2145850 Ontario Limited c Student Transportation2018 ONSC 1001 (en anglais)

Les demandeurs, des opérateurs d’autobus ruraux, ont intenté une action en lien avec un appel d’offres. Les défendeurs, le Consortium et le ministère de l’Éducation de l’Ontario, ont déposé des motions en vue de demander le rejet de l’action au motif que celle-ci était devenue théorique et sans objet en raison de l’annulation de l’appel d’offres.

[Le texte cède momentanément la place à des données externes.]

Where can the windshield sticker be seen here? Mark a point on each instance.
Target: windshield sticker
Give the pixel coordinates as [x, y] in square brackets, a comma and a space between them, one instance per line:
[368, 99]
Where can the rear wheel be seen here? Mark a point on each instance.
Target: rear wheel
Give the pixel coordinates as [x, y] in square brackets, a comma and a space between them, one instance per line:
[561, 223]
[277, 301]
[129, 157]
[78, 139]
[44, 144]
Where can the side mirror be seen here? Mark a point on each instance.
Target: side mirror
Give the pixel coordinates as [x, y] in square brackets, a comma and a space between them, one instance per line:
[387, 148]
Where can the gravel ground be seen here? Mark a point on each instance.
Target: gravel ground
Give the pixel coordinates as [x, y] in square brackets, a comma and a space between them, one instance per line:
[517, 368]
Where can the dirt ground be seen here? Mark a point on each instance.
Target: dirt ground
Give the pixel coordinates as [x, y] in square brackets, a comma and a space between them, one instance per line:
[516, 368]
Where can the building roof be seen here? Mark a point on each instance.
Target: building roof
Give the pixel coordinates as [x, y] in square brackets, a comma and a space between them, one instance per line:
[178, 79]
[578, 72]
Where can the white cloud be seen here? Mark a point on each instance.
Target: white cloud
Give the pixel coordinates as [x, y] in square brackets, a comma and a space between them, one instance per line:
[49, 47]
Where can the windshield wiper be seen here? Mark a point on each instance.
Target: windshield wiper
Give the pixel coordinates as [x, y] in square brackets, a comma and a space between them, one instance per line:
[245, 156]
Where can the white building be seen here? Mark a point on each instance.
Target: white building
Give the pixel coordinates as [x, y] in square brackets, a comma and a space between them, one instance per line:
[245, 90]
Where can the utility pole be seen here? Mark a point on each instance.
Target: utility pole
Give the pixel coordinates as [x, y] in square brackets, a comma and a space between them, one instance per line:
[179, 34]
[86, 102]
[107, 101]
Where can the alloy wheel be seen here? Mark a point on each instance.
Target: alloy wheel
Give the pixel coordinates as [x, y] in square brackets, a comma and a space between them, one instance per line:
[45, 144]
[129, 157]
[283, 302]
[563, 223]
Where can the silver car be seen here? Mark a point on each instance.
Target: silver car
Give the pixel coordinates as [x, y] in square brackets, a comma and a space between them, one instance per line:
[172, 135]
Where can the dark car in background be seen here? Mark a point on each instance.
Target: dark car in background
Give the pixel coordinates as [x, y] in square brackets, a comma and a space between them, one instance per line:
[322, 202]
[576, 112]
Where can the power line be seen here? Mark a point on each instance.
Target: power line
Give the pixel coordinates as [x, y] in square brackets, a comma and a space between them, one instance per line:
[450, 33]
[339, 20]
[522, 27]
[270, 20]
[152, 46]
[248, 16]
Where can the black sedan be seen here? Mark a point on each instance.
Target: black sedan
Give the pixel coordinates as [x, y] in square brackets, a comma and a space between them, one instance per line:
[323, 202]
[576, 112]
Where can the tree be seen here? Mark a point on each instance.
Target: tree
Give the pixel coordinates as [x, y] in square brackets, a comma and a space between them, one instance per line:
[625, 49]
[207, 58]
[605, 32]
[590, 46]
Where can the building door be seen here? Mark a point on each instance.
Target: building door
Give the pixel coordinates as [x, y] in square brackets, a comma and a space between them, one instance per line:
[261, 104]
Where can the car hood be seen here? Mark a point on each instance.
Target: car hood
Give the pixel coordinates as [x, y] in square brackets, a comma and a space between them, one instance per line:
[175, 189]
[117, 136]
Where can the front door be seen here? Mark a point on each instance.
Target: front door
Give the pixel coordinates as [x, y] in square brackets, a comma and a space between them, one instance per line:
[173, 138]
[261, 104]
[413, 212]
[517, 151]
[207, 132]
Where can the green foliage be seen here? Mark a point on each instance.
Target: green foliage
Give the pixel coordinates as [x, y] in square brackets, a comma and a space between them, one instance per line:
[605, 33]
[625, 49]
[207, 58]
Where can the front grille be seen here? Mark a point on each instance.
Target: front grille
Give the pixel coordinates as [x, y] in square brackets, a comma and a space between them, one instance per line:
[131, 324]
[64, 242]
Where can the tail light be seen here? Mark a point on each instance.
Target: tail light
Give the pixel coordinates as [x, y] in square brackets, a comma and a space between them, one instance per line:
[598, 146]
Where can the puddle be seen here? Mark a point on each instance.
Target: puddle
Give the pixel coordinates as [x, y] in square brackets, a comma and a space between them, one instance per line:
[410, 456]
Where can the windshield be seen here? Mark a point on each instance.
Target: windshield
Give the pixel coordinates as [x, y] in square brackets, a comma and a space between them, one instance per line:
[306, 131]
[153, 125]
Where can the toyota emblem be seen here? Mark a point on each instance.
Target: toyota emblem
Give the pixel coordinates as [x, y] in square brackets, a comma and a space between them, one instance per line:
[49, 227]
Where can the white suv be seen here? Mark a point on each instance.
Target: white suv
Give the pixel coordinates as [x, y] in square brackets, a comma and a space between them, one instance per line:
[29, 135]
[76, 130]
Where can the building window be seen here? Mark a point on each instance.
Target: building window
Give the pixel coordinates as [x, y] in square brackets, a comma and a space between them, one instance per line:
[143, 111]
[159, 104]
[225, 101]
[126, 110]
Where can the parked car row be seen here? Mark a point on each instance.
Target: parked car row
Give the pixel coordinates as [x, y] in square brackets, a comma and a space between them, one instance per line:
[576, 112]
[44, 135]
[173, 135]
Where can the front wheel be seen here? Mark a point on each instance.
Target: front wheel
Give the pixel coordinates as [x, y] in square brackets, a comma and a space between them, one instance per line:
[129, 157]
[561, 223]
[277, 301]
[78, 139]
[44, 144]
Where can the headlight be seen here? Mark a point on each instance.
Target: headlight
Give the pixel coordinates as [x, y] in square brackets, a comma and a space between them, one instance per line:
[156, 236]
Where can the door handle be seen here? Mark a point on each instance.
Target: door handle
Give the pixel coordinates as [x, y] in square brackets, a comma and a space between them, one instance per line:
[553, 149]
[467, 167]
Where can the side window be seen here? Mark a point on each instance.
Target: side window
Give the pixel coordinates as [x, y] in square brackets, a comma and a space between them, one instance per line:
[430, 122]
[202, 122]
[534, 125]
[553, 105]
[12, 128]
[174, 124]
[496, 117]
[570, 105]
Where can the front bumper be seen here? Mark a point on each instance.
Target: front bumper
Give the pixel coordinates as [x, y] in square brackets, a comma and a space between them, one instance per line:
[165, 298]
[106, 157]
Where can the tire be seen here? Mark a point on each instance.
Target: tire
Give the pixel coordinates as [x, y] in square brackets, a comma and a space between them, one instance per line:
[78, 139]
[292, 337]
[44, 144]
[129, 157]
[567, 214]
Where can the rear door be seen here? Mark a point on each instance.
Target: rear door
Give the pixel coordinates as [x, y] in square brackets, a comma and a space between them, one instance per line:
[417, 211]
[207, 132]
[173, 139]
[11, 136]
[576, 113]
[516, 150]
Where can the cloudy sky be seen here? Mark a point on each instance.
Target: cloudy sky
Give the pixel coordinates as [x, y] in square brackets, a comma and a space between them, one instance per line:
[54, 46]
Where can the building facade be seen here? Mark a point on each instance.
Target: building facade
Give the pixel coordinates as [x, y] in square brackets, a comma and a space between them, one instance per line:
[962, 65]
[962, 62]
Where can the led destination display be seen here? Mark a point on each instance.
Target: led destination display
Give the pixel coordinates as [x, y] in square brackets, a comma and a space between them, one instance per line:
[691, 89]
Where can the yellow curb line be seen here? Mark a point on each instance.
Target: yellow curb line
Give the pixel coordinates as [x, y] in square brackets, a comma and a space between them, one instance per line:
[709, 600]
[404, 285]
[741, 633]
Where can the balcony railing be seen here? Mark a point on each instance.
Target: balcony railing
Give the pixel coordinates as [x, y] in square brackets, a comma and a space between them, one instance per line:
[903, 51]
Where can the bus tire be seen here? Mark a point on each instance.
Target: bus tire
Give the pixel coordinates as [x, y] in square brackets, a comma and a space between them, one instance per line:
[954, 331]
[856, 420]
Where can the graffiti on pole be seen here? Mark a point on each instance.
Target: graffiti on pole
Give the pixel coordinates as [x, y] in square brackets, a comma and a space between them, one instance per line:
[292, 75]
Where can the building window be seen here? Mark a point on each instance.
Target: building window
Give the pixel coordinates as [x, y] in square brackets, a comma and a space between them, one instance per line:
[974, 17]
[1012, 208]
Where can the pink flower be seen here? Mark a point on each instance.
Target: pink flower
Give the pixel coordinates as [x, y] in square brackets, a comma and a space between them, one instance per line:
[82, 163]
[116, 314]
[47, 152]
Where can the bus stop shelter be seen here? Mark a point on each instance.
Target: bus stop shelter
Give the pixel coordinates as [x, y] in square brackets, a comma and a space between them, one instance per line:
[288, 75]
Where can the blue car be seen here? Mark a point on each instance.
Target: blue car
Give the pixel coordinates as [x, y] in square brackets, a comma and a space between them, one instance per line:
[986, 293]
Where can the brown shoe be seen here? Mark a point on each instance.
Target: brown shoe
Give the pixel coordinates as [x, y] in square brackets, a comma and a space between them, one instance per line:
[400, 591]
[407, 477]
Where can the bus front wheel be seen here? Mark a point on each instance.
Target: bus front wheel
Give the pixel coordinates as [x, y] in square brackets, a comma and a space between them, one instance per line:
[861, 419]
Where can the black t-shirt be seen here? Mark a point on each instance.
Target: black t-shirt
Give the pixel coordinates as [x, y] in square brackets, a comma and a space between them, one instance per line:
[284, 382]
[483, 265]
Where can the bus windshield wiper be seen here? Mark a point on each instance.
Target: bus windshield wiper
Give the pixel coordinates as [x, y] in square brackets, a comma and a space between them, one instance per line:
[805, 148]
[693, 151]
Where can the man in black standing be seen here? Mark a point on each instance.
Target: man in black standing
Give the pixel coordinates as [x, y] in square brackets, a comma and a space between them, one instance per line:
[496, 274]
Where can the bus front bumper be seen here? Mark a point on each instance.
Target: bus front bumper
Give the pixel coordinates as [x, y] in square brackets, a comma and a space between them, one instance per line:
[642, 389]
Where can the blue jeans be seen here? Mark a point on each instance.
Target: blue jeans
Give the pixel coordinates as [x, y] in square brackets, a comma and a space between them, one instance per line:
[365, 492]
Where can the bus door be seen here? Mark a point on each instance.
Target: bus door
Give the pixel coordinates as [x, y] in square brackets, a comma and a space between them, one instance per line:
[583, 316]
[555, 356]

La Cour a conclu que l’action n’était pas théorique. Selon la Cour, il existait toujours un litige actuel pouvant avoir des conséquences sur les droits des parties et même d’autres parties, comme les méthodes utilisées par les consortiums de transport et le ministère pour l’approvisionnement de services de transport scolaire à travers la province.

 

VIE PRIVÉE

Toronto Catholic District School Board (Re)2017 CanLII 45048 (en anglais)

Un élève et son parent ont présenté une demande auprès du Conseil conformément à la Loi sur l’accès à l’information municipale et la protection de la vie privée pour avoir accès à des documents relatifs à un incident dans lequel l’élève aurait proféré des menaces sérieuses contre un autre élève. Le Conseil a donné un accès partiel aux renseignements demandés, mais a refusé de divulguer des documents portant sur l’évaluation du risque et de la menace concernant l’incident et les notes d’enquête manuscrites de la direction d’école.

Le Commissaire à l’information et à la protection de la vie privée (« CIPVP ») a conclu que la divulgation des témoignages des autres élèves en lien avec l’incident constituerait une atteinte injustifiée à leur vie privée. Le CIPVP a également conclu que le Conseil pouvait refuser de divulguer les avis exprimés par les membres de l’équipe d’évaluation du risque et de la menace du Conseil puisqu’il était raisonnable de s’attendre que cette divulgation aurait pour effet de compromettre la santé ou la sécurité des membres de cette équipe.

 

LÉGISLATION

Projet de loi 193, Loi Rowan de 2018 sur la sécurité en matière de commotions cérébrales

Le projet de loi 193 a reçu la sanction royale le 7 mars 2018. Entre autres, le projet de loi modifie la Loi sur l’éducation pour autoriser la ministre de l’Éducation de l’Ontario à établir des politiques et des lignes directrices (qui sont conformes à la Loi Rowan) concernant les commotions cérébrales des élèves, et à exiger des conseils scolaires qu’ils se conforment à ces politiques et à ces lignes directrices. Cette modification entrera en vigueur le jour fixé par proclamation du lieutenant-gouverneur.